Sales and use taxes would rise to $10.2 billion in 2014, a nearly 22% increase from fiscal 2013. The tax source would rise another 9.5% in 2015, to $11.2 billion. The general fund balance is estimated at $191 million by the end of fiscal 2015.

“As a result of tax reform, sales and use tax will become the largest tax source,” Keen said. “Income taxes by Ohioans will begin to contract and federal grants, because of Medicaid, will grow.”

Spending increases are driven by a $1.3 billion increase in K-12 appropriations over two years and an estimated $521 million associated with the so-called woodwork effect of the Medicaid expansion, meaning people who are already eligible but not yet enrolled in Medicaid will come out of the woodwork.
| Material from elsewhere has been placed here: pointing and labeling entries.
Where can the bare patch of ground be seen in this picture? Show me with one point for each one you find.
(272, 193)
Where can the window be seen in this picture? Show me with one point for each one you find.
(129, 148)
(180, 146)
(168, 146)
The state hopes to recoup most of that $521 million by imposing various cuts on providers who benefit from the new federal health care law, according to Greg Moody, head of the governor’s office of health transformation.

Medicaid makes up the largest program in the budget, with general fund appropriations of $15.1 billion in fiscal 2014 — a 19% increase over 2013 — and $16.8 billion in 2015, an 11.4% increase over 2014. 

Ohio will also save $235 million by expanding the program, because 90,000 people who are now covered by the program but who earn more than 138% of the federal poverty line will be taken off the rolls, according to Moody.

The state will also be able to collect sales tax on the value of the federal loans, which will flow through the managed care plans, and which are subject to sales tax, Moody noted.

Kasich said he was not a supporter of “Obamacare,” but that expanding Medicaid was the “right choice for Ohio.” He added that without it, hospitals across the state would suffer from drops in federal aid for uncompensated care.

“If we were to reject extending Medicaid, I believe that we would create financial chaos, particularly across our rural health- care delivery systems, because they would no longer be able to get reimbursed for the care that they provide,” Kasich said.

Legislators, beginning in the House, will consider the spending plan over the next several months.

The governor’s fellow Republicans control both chambers of the General Assembly, but Kasich predicted opposition on the tax changes from various groups, including the oil and gas drillers and service providers that will for the first time find themselves subject to the sales tax.

“It’s going to be a hot time in the old town tonight,” Kasich said about debate over the tax policies.

The state crafts capital budgets in even years. Its current capital budget totals $1.78 billion. Of that, $1.4 billion is to be funded by bonds, with the rest funded by various non-general fund sources, including lottery profits, according to budget documents.

Ohio has $7.8 billion of outstanding general obligation debt. Fitch Ratings, Standard & Poor’s and Moody’s Investors Service all rate it double-A-plus.